Madam Speaker, I listened with interest and I want to address at least one point the member has raised.
He continues to suggest in the House that the expense allowance members of Parliament receive should be doubled and added to salary. This is absolutely a wrong approach. The member is slowly back pedalling. He has said in the House on many occasions that all the benefits should go away and members of Parliament should be paid $150,000 a year. He justifies that by saying that the expenses somehow should be doubled to be on a pretax basis and added to salary.
In fact what the member has failed to realize is that if expenses were added to salary it would be the same as telling a travelling salesman who received a $5,000 reimbursement for his housing, travel, and lodging that somehow he should get $10,000 added to salary instead of being reimbursed for the expenses.
Members of Parliament do have legitimate expenses: a second housing allowance, travel, food, et cetera, all of which are part of doing this job. They are reimbursement of expenses.

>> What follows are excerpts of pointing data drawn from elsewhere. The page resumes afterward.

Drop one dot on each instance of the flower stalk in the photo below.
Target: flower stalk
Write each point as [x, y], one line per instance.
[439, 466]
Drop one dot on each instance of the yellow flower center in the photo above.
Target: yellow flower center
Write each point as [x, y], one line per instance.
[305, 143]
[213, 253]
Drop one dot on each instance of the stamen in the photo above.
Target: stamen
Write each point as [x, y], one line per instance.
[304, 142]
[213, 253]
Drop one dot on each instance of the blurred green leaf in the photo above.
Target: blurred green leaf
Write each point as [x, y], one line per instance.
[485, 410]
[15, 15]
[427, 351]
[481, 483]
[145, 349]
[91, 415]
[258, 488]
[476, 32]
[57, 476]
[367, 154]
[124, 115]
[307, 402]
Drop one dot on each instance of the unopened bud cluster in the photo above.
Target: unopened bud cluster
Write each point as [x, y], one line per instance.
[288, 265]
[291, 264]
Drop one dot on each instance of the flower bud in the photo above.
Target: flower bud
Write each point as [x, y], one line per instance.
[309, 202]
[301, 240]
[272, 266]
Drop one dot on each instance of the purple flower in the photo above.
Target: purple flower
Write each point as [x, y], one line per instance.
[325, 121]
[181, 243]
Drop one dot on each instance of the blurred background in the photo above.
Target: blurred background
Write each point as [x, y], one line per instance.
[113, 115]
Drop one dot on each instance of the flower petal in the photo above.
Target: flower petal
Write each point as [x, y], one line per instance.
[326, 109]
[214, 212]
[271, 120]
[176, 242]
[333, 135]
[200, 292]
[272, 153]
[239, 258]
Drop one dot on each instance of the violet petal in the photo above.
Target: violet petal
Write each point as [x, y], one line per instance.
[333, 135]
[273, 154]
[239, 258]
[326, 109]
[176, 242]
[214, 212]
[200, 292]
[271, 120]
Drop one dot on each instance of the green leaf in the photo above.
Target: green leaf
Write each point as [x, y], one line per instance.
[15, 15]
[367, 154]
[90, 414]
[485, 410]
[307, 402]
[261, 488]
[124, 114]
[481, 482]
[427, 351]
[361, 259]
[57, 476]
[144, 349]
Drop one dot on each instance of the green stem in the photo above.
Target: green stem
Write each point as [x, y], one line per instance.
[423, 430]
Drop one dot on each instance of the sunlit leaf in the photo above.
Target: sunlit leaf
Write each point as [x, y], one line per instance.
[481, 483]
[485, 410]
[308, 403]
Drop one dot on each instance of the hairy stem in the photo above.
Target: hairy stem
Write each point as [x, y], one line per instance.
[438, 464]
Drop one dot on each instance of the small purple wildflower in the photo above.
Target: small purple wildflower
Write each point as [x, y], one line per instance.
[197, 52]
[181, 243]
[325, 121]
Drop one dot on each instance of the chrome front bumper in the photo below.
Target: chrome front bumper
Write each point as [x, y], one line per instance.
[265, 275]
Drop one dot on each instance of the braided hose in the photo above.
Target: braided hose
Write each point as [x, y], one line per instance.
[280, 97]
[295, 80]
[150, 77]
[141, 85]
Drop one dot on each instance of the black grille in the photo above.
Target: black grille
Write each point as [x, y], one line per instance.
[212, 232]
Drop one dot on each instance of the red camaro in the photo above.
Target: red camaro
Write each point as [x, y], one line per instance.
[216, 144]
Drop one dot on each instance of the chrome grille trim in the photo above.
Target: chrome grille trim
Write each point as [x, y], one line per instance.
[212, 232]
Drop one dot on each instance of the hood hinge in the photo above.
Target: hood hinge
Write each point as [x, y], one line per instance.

Perhaps the member would like to calculate what the equivalent pretax would be. What he has failed to do is understand that all the expenses incurred by members of Parliament would be deductible for tax purposes against that salary. In fact the amount of $150,000 represents a 30 per cent salary increase to members of Parliament as proposed by the Reform Party.
I simply ask the hon. member for Calgary Centre if he would explain to the House why he believes we should change our pension plan to make it the same as the private sector's and why is the Reform Party recommending a 30 per cent salary increase to members of Parliament?